Tim Noakes has helped many fatties. Well done!
A 4 to 1 verdict in Prof Noakes’s favour and they want to appeal? Unbelievable! The health professionals who might prefer their HPCSA fees be used for more worthwhile projects might think about putting a stop to it.
I noticed that you mentioned HPCSA witnesses’, including Prof Hester “Este” Vorster, conflicts of interest. It appears she was part of the WHO Scientific Update on carbohydrates in human nutrition in 2007 which comes out pretty pro-carb, to put it mildly.
“The positive messages of that consultation are also endorsed, notably the potential of whole-grains, legumes, vegetables and intact fruits to protect against diabetes and cardiovascular disease.”
And, “Finally, the need to review the current recommended range for dietary carbohydrate intake (55–75% total energy) was identified. There appeared to be insufficient justification for the recommended lower limit, therefore a possible revision to 50% was suggested.” Wow, that’s big of them.
I wonder what the justification for 75% total energy from carbs was?
The huge food and pharma producers with their respective lobby agencies are starting to crumble at their argumentive foundations. When overwhelming scientific evidence faces them head on but still insist on embarking in a such a defiant manner it raises suspicions of bruised egos…………money involved with long outdrawn hearings. Not to mention the ever-present trend of being “Political correct”! It is and will remain, given the scientific facts that only the truth will prevail in the long run. Thanks to people like Prof. Noakes the world is better informed and thus we as the uninformed public can make wiser, healthier decisions.
It took 70 years of sailors still dying from scurvy before the new knowledge was accepted as fact: lemons could stop scurvy. Will we have to wait 70 years before we can laugh at HPCSA and their ridiculous dietary advice? Thank you Tim Noakes for showing me the error of our ways . I’m reaping the benefits of a LCHF diet.
I’ve been laughing at them for at least 3 years.
There is irrefutable proof of evidence in the photographs posted on Facebook by people who have benefitted from the truth of Professor Noakes theory in practise. At 79 and after more than 20 years on chronic medication, I have lost weight, and am now free of all medication to the benefit of improved health and mental outlook and huge savings reflected in my medical aid account. The truth is in the photographic evidence.
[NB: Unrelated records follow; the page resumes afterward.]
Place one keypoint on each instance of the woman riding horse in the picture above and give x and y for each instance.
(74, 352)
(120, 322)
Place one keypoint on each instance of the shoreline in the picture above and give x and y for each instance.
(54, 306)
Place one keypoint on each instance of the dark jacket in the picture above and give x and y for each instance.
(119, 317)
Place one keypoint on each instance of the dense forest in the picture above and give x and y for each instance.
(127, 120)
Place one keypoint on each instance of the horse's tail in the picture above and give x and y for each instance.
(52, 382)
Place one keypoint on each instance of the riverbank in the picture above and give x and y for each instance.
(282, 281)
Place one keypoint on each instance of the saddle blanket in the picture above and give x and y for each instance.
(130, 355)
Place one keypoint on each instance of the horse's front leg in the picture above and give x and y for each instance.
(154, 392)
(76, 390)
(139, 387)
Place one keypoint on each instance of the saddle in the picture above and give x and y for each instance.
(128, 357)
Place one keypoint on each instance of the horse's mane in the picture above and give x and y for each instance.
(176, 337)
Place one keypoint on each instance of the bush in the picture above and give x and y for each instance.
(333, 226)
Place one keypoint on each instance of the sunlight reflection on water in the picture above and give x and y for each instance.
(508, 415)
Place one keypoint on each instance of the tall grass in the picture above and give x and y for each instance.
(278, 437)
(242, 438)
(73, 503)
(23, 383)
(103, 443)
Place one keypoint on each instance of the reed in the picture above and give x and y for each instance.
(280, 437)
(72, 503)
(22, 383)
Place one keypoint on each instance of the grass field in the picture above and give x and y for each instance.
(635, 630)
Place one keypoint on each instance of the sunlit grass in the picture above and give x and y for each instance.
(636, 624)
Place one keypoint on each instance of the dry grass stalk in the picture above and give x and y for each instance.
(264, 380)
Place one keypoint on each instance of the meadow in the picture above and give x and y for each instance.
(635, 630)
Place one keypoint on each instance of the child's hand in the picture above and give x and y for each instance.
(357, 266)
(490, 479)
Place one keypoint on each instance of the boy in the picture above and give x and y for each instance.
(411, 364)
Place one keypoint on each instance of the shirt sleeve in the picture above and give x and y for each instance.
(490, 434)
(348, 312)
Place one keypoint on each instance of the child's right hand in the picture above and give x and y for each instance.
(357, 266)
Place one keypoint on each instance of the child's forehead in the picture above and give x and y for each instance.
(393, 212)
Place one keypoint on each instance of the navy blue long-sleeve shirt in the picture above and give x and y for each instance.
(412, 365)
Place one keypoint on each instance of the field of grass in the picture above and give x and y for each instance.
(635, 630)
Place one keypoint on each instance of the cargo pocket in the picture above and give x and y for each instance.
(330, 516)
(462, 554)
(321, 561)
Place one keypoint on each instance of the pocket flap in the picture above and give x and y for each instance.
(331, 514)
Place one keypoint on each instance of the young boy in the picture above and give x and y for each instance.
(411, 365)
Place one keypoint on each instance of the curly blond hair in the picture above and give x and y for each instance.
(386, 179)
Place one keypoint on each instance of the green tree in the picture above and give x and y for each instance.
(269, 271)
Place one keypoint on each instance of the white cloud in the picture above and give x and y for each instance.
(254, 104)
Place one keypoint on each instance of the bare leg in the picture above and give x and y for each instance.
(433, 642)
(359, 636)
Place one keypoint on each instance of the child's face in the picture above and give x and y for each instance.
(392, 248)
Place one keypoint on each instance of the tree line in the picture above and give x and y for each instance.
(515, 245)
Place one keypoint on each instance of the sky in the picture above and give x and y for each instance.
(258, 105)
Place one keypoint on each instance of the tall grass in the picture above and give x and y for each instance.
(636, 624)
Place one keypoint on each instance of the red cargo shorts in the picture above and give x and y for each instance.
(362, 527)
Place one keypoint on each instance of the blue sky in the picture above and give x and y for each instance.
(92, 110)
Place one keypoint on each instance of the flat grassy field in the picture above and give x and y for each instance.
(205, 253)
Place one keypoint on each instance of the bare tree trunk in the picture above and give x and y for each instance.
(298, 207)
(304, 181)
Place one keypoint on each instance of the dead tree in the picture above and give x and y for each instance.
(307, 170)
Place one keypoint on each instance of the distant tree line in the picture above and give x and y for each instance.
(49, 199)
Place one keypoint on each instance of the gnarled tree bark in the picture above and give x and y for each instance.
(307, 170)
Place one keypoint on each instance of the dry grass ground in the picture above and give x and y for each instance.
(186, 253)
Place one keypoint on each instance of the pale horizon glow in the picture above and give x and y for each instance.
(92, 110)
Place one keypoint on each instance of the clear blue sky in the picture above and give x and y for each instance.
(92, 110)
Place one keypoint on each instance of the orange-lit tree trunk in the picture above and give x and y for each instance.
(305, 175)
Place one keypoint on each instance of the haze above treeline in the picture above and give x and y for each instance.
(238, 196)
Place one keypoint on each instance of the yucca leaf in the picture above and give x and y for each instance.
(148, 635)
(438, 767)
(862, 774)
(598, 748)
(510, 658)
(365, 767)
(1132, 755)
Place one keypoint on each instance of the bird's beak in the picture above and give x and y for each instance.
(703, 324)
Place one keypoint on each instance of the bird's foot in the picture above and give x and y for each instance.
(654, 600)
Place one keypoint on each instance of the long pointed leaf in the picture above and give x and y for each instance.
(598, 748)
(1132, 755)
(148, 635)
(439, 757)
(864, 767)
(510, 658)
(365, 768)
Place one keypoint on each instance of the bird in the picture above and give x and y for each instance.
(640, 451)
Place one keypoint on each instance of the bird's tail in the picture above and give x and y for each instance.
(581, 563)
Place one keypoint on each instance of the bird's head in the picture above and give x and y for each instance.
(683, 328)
In Québec, Dr Evelyn Bourdua-Roy (https://www.facebook.com/DrEvilN) is also under attack.
Yes, I heard. Am onto it.
Hi marika, check the wording in your article where you say there was harm to the child. Shouldn’t it state no harm?
Yes! Was an error. Have corrected.
Dear Dr NOAKES
I am a 72 year old retired Georgia resident,USA with a background in Biology and Chemistry.i have been on the LCHF diet for 8 months along with intermittent fasting and have had no problems. I dropped 20 pounds in 6 weeks, have better mental clarity, and intend to remain on this lifestyle for life!
I don’t have to tell you this,but FOLLOW THE MONEY!
You have supporters all over the world. All you have to do is ask , and they will come.
I would travel to Capetown to support your fight but not sure anticdotal testimony would help.